Mark Williams Company
- Industry: Software industry
- Founded: 1977 in Chicago, Illinois, U.S.
- Founders: Robert Swartz
- Defunct: 1995
- Fate: Disestablished
- Headquarters: Northbrook, Illinois, U.S.
- Products: Coherent

= Mark Williams Company =

Software company that created Coherent

The Mark Williams Company was a small software company in Chicago, Illinois (later moved to Northbrook) that created Coherent, one of the first Unix-like operating systems for IBM PCs and several C programming language compilers. It was founded by Robert Swartz (father of Aaron Swartz) in 1977 and discontinued operations in 1995. The name comes from the middle name of Robert Swartz's father, William Mark Swartz.

Robert Swartz moved the company (originally producing a soft drink called Dr. Enuf) into software with his father's help and the company became known as the Mark Williams Company.
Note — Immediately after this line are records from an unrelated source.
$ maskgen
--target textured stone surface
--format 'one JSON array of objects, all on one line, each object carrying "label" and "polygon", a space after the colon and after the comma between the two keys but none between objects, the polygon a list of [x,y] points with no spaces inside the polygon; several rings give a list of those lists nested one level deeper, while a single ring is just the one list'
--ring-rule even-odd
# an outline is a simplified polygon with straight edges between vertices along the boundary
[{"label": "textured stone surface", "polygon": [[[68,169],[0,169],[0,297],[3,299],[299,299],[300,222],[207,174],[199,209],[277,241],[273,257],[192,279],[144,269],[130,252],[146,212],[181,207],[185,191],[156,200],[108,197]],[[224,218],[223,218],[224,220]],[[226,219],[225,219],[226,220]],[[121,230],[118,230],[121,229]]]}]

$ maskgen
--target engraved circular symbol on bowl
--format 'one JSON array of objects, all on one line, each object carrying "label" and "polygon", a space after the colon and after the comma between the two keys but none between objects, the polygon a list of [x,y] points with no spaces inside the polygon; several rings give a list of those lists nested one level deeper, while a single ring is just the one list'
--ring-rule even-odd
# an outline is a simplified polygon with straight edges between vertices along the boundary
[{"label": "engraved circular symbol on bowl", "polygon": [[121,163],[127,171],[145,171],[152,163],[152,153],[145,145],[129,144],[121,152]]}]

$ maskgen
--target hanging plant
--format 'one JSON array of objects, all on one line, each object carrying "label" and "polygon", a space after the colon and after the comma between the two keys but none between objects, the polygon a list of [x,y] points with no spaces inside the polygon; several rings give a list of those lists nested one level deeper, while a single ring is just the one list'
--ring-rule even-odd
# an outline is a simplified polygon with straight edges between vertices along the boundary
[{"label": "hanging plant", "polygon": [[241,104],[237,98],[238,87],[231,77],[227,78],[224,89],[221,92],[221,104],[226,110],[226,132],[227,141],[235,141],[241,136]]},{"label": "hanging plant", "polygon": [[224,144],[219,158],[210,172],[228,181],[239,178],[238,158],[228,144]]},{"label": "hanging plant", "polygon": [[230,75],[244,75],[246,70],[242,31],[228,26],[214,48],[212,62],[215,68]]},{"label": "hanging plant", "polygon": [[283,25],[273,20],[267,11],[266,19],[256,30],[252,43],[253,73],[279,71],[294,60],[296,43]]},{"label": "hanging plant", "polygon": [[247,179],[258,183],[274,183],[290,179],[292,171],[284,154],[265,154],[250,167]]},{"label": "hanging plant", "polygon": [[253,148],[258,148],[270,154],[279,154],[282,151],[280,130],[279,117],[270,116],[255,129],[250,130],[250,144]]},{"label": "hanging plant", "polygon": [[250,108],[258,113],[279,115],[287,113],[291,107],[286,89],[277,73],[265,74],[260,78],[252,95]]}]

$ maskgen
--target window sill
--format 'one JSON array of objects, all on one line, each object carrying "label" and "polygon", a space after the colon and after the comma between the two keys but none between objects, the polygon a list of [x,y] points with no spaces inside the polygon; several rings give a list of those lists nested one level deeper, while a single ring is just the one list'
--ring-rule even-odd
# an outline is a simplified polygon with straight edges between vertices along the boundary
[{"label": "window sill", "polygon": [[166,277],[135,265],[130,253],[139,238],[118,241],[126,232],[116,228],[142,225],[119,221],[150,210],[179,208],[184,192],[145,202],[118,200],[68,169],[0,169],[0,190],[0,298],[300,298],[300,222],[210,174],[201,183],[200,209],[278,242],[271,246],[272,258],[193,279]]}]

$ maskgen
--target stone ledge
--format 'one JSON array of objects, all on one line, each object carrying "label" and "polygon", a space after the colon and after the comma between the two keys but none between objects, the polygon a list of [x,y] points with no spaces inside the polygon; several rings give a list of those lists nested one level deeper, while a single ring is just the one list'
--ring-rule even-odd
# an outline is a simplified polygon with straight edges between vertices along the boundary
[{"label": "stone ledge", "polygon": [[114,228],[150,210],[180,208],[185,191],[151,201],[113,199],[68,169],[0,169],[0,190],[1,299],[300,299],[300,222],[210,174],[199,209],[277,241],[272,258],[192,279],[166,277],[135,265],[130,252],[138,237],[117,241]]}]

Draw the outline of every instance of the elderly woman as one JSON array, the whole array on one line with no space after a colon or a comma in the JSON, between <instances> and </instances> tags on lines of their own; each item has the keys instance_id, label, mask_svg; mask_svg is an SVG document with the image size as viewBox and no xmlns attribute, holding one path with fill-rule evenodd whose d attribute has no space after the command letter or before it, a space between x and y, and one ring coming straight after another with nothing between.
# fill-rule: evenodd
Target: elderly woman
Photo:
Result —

Mark Williams won a patent lawsuit centered on 'byte ordering'. Separately, and at that time, Linux had made serious inroads in the UNIX clone market. Since Coherent was a commercially available package and Linux was distributed freely on the Internet via their GNU General Public License, Coherent sales plummeted and Swartz had no choice but to cease operations in 1995.

== Products ==
- Produced Coherent, a clone of Unix.
- csd, C source debugger.
- Let's C, low-cost professional C compiler for the IBM PC and MS-DOS.
- Mark Williams C for CP/M-86.
- Mark Williams C for the Atari ST, first major C programming environment for the ST computers.
- XYBasic, a process control BASIC running on CP/M that could be burned on to memory (EPROM) and run on an 8080 standalone processor.